PCBU and the Duty to Co-operate

As was discussed last time the PCBU has a number of duties when operating under the Health and Safety at Work Act 2015.  Including, but not limited to, the duty to Consult, the duty to Co-operate and the duty to Co-ordinate.

Consult, Co-operate, Co-ordinate

As with all matters regarding the new Health and Safety at Work Act 2015 all obligations and duties are to be take into consideration the principle of what is “reasonably practicable”. For PCBU’s that need to consult with each other it is likely that a number of factors will be taken into consideration when determining matters between respective PCBU’s.  They may include but are not limited to:

  • any contractual arrangements between the parties;
  • the nature of the PCBUs’ operations (i.e. whether they share worksites, operations, etc.); and
  • the relative control and influence each of the PCBUs have over the work, workers and workplace, timing and availability.

Note also that this does not mean each PCBU has to become an expert in the other PCBU’s work.

Duty-to-CooperateIn a contracting situation, the principal will still have to satisfy itself that the contactor has the skills, qualifications and expertise for the job.  Assuming this is the case, the principal can usually rely on the contractor’s expertise in doing his or her job.

PCBUs with more influence and control over a workplace or workers may have to do a little more than those with less influence and control.  However, no one is entirely off the hook. The duty to Consult, the duty to Co-operate and the duty to Co-ordinate fall on each PCBU separately when multiple PCBU’s are working together

Benefits

The joint obligations set upon PCBUs to Consult, Co-operate and Co-ordinate can be beneficial to all PCBUs involved.  For example, certain PCBUs on site will be better placed to identify risks that other PCBUs might not be aware of.  Similarly, some PCBUs will have the ‘know-how’ to deal with certain hazards (e.g. equipment or processes).

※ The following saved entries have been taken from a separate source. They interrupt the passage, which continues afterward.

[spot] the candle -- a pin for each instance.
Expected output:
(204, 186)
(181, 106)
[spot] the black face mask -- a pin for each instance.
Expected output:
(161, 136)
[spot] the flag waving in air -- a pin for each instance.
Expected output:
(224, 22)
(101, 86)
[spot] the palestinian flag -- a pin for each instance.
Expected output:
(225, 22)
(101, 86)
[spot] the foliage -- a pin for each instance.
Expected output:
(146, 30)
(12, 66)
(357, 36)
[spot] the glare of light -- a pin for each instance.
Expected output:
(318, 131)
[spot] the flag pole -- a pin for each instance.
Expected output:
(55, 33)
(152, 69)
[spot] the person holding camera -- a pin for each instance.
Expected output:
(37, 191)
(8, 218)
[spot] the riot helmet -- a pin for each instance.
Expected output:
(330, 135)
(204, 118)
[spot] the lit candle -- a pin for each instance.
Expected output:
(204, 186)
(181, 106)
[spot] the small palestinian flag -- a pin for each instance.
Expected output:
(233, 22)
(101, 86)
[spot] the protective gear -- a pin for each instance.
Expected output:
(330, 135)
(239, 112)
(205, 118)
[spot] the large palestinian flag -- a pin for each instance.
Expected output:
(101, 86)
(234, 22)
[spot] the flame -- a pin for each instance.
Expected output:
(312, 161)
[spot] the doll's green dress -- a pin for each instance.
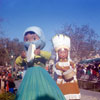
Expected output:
(38, 85)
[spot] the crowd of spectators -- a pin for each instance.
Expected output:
(89, 71)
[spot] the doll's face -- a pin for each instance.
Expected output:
(63, 54)
(31, 37)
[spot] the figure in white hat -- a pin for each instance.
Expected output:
(65, 68)
(37, 84)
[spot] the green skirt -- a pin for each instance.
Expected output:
(38, 85)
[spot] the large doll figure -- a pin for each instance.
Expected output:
(37, 84)
(65, 68)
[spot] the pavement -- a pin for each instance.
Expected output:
(85, 94)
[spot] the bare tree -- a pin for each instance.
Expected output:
(83, 41)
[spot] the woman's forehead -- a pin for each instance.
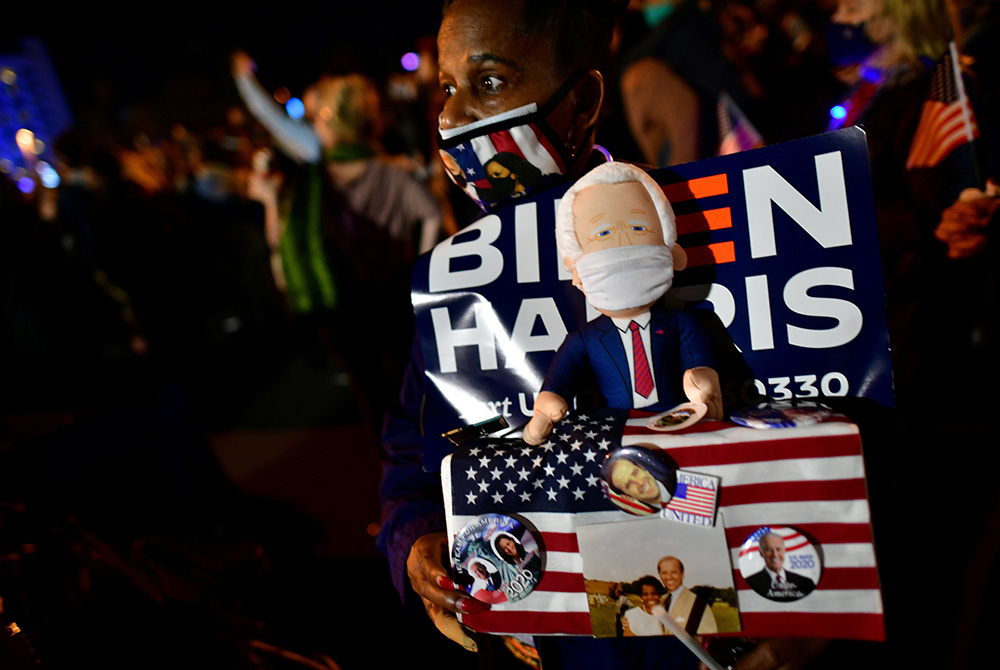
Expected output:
(477, 32)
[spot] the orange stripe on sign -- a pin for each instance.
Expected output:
(711, 254)
(702, 187)
(698, 222)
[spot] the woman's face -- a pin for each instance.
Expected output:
(486, 67)
(635, 481)
(650, 598)
(507, 546)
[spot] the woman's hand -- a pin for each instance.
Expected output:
(441, 599)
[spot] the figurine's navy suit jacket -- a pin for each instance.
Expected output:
(678, 343)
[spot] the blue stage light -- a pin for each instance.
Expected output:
(48, 175)
(295, 108)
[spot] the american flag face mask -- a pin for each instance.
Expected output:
(509, 155)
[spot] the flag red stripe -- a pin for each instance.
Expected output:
(848, 625)
(502, 141)
(931, 131)
(562, 582)
(561, 542)
(834, 489)
(831, 579)
(753, 452)
(825, 533)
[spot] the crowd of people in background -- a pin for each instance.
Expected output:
(158, 252)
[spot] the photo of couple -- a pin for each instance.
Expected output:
(637, 573)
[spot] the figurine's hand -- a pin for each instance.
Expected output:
(441, 599)
(702, 385)
(791, 653)
(549, 409)
(963, 225)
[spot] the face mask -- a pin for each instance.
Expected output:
(846, 44)
(626, 277)
(507, 156)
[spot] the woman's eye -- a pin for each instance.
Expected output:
(492, 84)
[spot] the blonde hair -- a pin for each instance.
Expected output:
(349, 105)
(921, 29)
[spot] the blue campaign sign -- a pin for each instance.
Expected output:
(784, 267)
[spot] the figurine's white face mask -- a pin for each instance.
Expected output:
(626, 277)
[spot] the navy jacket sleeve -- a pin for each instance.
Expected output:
(411, 499)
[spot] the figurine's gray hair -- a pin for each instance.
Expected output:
(609, 173)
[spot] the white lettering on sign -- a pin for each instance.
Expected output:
(481, 335)
(829, 224)
(723, 303)
(521, 339)
(759, 313)
(442, 278)
(526, 243)
(848, 315)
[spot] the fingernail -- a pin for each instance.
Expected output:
(472, 606)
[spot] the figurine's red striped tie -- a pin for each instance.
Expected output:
(643, 378)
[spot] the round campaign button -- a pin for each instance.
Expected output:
(638, 479)
(782, 414)
(497, 559)
(682, 416)
(779, 563)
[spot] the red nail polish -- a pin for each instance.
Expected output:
(472, 606)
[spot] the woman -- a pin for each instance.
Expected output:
(486, 582)
(907, 63)
(645, 619)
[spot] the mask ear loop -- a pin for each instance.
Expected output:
(542, 114)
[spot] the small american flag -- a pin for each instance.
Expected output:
(946, 121)
(736, 133)
(809, 478)
(693, 499)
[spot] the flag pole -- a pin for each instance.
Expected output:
(689, 642)
(956, 69)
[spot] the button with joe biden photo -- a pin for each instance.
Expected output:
(780, 563)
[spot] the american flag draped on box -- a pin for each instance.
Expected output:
(810, 478)
(946, 121)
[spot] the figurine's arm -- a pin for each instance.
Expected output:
(549, 408)
(701, 384)
(551, 405)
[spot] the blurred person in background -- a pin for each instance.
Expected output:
(671, 82)
(351, 225)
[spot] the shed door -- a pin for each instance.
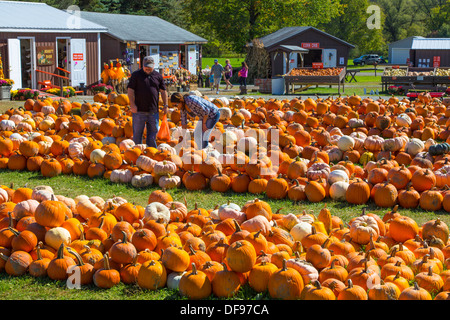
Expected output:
(15, 65)
(399, 56)
(293, 62)
(154, 53)
(192, 59)
(329, 58)
(78, 62)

In some situations, where worksites are shared, co-operation could save costs because businesses can potentially avoid duplication.  Of course, this is not about PCBUs contracting out their own duties under HSWA; each PCBU is still required to meet its own obligations.  However, PCBUs are expected to enter into reasonable arrangements with other PCBUs to ensure that risks are collectively managed.